The extreme quantum limit in lightly-doped SrTiO$_{3}$

When a three dimensional electron gas is placed in a sufficiently strong magnetic field, it is said to be in the quantum limit when the cyclotron energy $\hbar \omega_{c}$ \textgreater $\varepsilon_{F}$ \textgreater \textgreater kT, and all of the electrons occupy the lowest Landau level. Achieving this limit in a material requires a small Fermi energy relative to the applied magnetic field, and a weak disorder potential such that magnetic freeze-out is avoided.
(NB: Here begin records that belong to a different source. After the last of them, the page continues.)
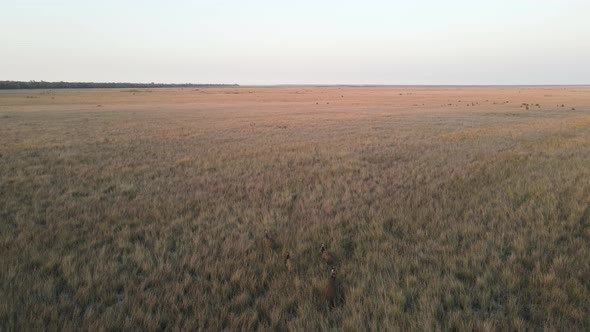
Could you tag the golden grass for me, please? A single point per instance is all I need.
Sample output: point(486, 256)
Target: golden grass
point(446, 208)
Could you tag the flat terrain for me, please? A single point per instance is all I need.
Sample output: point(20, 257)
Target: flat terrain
point(444, 208)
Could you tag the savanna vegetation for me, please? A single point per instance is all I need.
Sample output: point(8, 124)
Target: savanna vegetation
point(441, 208)
point(16, 85)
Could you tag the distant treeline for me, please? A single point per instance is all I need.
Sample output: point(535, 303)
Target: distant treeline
point(4, 85)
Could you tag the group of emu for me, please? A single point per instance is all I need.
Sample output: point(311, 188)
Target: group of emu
point(332, 291)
We present an experimental study of lightly-doped single crystals of SrTiO$_{3}$, which remain good bulk conductors in temperatures down to 25 mK and magnetic fields up to 45 T. Our measurements probe deep into the quantum limit, where $\hbar \omega _{c}$ \textgreater \textgreater $\varepsilon_{F}$ and theory has long predicted that electron-electron interactions can drive the system into a charge density wave or Wigner crystal like state. A number of interesting features arise in electrical transport in this regime, including a striking re-entrant nonlinearity in the current-voltage characteristics. We discuss these features in the context of possible correlated electron states, and present a picture based on magnetic field induced puddling of electrons in a disorder potential landscape.